Four Steps on the Path to Homeownership

To buy a house is not just a matter of comfort but a significant financial endeavor. One of the biggest problems for people looking to buy a house, especially young people, is the lack of money or the inability to save money to purchase their home. Many young couples are fighting to purchase their first home. That challenge forces them to change spending habits and save more money.

To succeed in savings to buy a house, future home buyers have to work very hard on the following:

  1. Start savings early (years before reaching homeownership),

  2. Save a lot

Saving to buy a home requires time and sacrifice. It requires a good knowledge of the savings options and routes. Yes, it requires us to divide the money between current expenses and savings.


Some people take the Do It Yourself (DIY) route to becoming homeowners. They will read, network, and learn how to accomplish their dream. Another path to homeownership is hiring a financial coach or financial planner to create an action plan. The benefit of a financial coach is the increased accountability that comes with another set of eyes on the process.

Whether homeownership way, DIY or with a financial coach, the first thing to do is produce a suitable financial plan. The plan should include the funds available to us, personal or from others. Develop an ideal budget that consists of savings for the downpayment. To speed up the savings rate and achieve homeownership faster, there is the option to reduce spending as much as possible, for example, cutting cable TV and streaming services, reducing spending on entertainment, reducing spending on a car, and everything else. Once you have the numbers for the financial inventory and savings rate, it's possible to create a timeline for homeownership.

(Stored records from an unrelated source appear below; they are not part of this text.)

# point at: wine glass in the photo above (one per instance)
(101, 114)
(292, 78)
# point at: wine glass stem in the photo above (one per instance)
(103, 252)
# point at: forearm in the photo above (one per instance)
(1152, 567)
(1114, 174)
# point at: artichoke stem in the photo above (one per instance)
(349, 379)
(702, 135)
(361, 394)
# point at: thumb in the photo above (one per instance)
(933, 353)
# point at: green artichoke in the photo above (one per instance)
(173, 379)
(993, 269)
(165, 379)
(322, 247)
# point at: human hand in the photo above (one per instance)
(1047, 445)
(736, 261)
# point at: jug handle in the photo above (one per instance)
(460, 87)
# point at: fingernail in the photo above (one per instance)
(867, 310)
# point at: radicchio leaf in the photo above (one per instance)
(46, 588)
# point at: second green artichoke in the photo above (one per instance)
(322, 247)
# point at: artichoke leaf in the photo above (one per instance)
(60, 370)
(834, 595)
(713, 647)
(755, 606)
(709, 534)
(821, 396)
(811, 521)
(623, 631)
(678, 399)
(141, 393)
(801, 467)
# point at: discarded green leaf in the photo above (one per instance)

There is a saying that it takes a village to raise a child. The same is true for homeownership. Parents or other relatives can be supportive on the path to the dream of homeownership. That support can come from staying with relatives to eliminate rent expenses, increasing the savings rate, or straight financial aid.

With a financial plan to reach homeownership, the next step is to decide where to save the money. It would be best to shop around among credit unions, banks, and savings apps to find the best saving plan that offers the highest interest rates.

The most challenging part of this homeownership plan is to reject instant gratifications. Whether it says to give up on things we love to buy, like a nice late cup, or about things we want but can do without, keeping the car for additional years and shop less at premium supermarkets until you reach your savings goal. Each immediate gratification postpones the dream of homeownership.


And lastly, even if we set a certain percentage of income as savings and decide to "pay ourselves first" right after receiving the salary and before all the expenses, it does not mean that we can not earn more. There are multiple ways to increase your income after hours or over the weekend with the gig economy.

In conclusion, it's possible to reach the dream of homeownership faster with a plan and sticking to it. Share your plan with others for feedback and accountability.